See? I can recall all that precise detail but not the name of the store! ARGGH.

You know, I'm really thinking now that it was the Batman TV series that drew me into superhero comics. Most of my early reading were Harvey, Archie and Gold Key pubs. I like to think that between Magnus Robot Fighter and the Kurtzman Mad reprints I got some decent comic art appreciation education. :)

(I still have a crazy soft spot for Don Martin. His use of sound effects was really impressive and built the comedy)

Date: 2017-01-17 01:16 pm (UTC)
From: (Anonymous)
Although Matt has effectively disavowed the existence of The Making of the Star Dipwads, having omitted it from the digital preservation effort and thus making it the CPF equivalent of the Star Wars Christmas Special--perhaps Corn Dog 7 is the CPF equivalent of A New Hope, as it's only "officially" available in the Special Edition sans "who the Hell are YOU?" edition--it is perhaps the CPF work I remember most alongside Bad American Dubbing.
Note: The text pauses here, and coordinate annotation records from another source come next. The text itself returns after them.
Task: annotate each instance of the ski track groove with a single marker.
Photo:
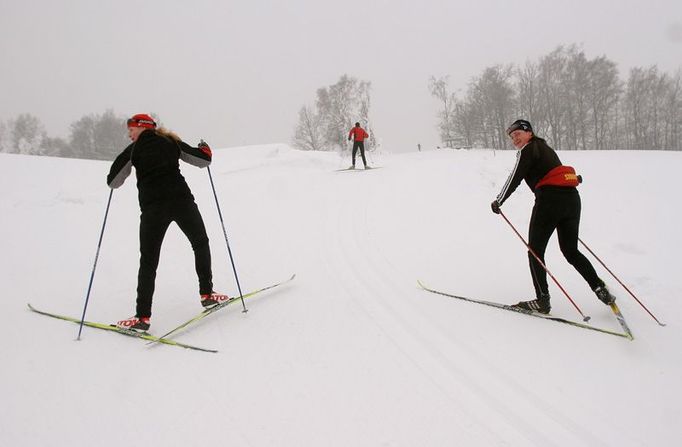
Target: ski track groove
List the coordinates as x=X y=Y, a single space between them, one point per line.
x=360 y=224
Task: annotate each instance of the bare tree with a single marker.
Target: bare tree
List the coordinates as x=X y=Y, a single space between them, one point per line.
x=341 y=105
x=492 y=95
x=553 y=94
x=603 y=91
x=308 y=135
x=98 y=136
x=27 y=134
x=338 y=106
x=446 y=116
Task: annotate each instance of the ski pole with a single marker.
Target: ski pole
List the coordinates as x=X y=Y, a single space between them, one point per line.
x=585 y=318
x=229 y=251
x=92 y=275
x=620 y=282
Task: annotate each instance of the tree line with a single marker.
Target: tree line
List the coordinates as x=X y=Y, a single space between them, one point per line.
x=94 y=136
x=575 y=102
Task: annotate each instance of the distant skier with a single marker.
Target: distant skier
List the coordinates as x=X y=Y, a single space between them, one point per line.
x=358 y=135
x=164 y=197
x=557 y=206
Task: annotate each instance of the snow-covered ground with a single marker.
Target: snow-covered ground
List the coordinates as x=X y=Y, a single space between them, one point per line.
x=351 y=353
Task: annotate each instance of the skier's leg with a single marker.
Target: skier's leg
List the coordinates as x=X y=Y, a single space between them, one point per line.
x=154 y=221
x=567 y=232
x=189 y=219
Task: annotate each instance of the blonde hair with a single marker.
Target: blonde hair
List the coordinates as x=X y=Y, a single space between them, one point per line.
x=169 y=134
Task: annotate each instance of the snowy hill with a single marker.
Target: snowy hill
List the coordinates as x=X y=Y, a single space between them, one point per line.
x=351 y=353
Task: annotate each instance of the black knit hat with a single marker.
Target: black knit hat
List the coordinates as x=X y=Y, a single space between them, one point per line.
x=519 y=125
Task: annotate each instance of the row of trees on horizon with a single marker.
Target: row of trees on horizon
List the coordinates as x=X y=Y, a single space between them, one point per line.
x=94 y=136
x=576 y=103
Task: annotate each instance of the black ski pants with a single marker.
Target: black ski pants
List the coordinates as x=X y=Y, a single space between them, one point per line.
x=557 y=208
x=154 y=221
x=361 y=146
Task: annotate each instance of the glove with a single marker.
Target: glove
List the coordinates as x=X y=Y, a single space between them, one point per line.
x=495 y=206
x=203 y=146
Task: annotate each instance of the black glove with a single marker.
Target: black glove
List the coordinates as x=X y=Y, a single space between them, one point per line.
x=495 y=206
x=205 y=148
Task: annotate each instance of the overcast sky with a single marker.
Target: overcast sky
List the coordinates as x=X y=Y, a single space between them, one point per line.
x=236 y=72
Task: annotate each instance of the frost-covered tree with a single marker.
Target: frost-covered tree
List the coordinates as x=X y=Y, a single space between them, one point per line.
x=27 y=134
x=448 y=108
x=3 y=137
x=98 y=136
x=309 y=134
x=341 y=105
x=337 y=108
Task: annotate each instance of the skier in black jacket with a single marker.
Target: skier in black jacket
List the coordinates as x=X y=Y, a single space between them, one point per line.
x=164 y=197
x=557 y=206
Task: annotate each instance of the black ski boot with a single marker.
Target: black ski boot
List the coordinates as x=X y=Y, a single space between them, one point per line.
x=539 y=305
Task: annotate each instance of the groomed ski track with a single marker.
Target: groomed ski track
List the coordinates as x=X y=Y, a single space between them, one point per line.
x=352 y=352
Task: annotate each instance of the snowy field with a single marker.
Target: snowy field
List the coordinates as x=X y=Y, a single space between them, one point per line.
x=351 y=353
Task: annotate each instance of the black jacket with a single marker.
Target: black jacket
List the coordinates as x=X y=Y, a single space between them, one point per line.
x=533 y=162
x=156 y=161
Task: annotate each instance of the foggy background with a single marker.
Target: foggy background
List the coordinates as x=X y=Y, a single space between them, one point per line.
x=237 y=72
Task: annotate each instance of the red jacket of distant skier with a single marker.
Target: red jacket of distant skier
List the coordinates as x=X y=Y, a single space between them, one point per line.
x=358 y=134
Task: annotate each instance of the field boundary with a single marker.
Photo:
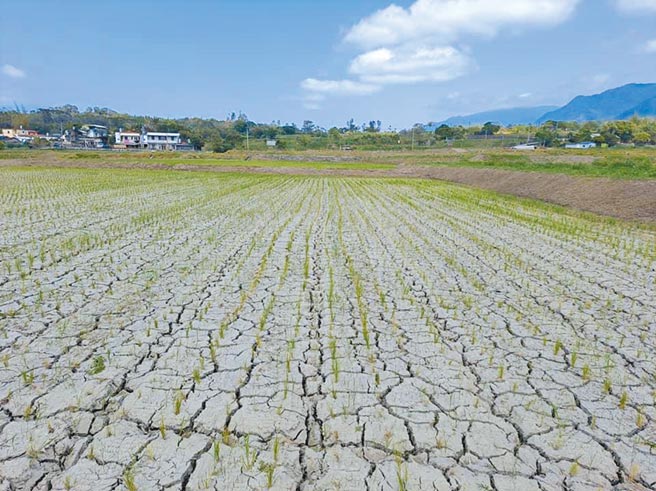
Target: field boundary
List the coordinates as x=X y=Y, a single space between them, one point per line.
x=625 y=199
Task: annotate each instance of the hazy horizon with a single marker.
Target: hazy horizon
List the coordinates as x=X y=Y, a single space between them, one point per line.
x=326 y=61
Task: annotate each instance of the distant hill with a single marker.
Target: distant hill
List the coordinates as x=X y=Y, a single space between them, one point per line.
x=644 y=109
x=618 y=103
x=505 y=117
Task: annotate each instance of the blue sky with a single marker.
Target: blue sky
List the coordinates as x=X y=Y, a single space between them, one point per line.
x=323 y=60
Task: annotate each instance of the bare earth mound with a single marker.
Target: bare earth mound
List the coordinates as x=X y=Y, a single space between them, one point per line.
x=632 y=200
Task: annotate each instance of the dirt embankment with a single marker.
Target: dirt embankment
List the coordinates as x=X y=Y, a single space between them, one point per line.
x=624 y=199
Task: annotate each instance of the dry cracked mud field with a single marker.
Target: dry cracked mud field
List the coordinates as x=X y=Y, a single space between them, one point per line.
x=182 y=330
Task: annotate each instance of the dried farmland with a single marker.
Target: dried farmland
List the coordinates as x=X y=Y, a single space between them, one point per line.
x=184 y=330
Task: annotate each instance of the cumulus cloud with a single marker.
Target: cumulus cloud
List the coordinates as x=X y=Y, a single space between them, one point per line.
x=421 y=43
x=410 y=65
x=636 y=5
x=12 y=71
x=342 y=87
x=317 y=90
x=447 y=20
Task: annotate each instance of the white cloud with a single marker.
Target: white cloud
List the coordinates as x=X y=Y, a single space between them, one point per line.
x=447 y=20
x=340 y=87
x=410 y=65
x=12 y=71
x=636 y=5
x=420 y=43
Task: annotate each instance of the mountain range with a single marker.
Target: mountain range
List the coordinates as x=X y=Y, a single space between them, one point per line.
x=614 y=104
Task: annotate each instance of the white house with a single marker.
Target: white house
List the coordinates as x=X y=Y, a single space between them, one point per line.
x=147 y=139
x=583 y=145
x=127 y=139
x=160 y=141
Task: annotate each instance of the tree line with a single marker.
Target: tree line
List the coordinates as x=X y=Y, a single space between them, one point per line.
x=237 y=129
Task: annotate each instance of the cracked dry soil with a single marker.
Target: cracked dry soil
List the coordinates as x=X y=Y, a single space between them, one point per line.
x=171 y=330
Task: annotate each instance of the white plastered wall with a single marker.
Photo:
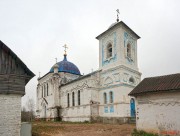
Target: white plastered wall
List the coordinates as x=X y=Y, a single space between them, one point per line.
x=10 y=112
x=159 y=112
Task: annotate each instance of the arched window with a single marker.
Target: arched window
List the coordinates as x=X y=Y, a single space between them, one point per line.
x=44 y=91
x=47 y=89
x=131 y=80
x=68 y=100
x=109 y=51
x=111 y=97
x=79 y=98
x=129 y=50
x=73 y=100
x=105 y=98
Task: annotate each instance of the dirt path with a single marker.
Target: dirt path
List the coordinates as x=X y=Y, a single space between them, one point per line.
x=82 y=129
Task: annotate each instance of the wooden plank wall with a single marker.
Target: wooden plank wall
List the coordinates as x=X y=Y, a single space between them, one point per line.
x=9 y=65
x=12 y=75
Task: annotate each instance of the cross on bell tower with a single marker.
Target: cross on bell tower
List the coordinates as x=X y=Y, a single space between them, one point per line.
x=117 y=15
x=65 y=49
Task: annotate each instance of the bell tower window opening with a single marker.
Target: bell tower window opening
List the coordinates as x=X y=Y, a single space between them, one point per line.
x=42 y=91
x=68 y=100
x=128 y=50
x=105 y=98
x=111 y=97
x=79 y=98
x=131 y=80
x=109 y=51
x=47 y=89
x=73 y=100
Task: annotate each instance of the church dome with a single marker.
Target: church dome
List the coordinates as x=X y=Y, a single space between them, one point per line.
x=66 y=66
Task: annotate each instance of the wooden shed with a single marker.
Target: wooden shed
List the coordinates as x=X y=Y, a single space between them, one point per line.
x=14 y=75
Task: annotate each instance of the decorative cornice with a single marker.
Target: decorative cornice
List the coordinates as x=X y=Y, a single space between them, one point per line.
x=116 y=85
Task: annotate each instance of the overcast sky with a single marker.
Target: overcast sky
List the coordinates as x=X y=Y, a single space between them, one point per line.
x=36 y=30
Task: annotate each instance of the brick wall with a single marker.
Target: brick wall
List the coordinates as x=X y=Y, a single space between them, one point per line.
x=10 y=115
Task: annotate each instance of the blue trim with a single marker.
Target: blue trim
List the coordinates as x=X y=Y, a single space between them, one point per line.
x=106 y=109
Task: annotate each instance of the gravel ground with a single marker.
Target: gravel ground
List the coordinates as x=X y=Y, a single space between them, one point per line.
x=80 y=129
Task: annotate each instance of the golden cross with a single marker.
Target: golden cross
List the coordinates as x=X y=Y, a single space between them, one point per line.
x=117 y=15
x=65 y=49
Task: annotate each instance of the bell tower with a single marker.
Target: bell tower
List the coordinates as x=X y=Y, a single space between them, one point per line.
x=118 y=46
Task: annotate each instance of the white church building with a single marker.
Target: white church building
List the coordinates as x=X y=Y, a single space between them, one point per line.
x=63 y=93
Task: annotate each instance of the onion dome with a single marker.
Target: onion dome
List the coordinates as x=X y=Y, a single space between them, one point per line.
x=66 y=66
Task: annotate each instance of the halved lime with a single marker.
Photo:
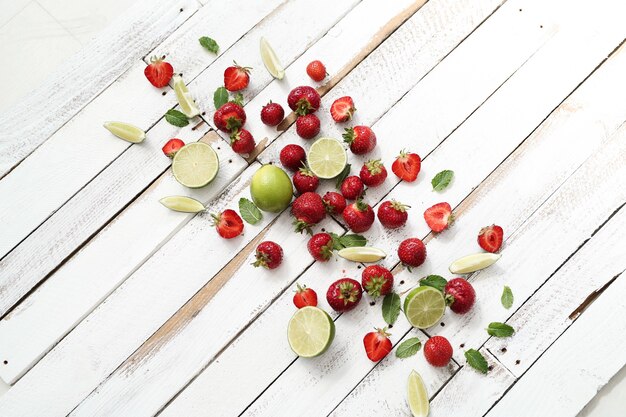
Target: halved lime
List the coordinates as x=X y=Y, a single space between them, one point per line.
x=273 y=65
x=126 y=131
x=472 y=263
x=195 y=165
x=187 y=105
x=417 y=395
x=327 y=158
x=424 y=307
x=182 y=204
x=310 y=332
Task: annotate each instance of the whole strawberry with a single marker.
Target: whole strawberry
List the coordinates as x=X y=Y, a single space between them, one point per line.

I'm pretty sure I saw the antics of Ego Hat and Leper Jim trying to dispose of a sheet-wrapped body in the mall before I actually saw a proper copy of Megazone 23 Part II, and to this day it's the first thing that comes to mind whenever I see Klondike bars.

Sadly, all my VHS tapes were left abandoned in a closet in a foreclosed home so I can only cling to the memories. Truly, "Ego Hat...you've ruined...my life!"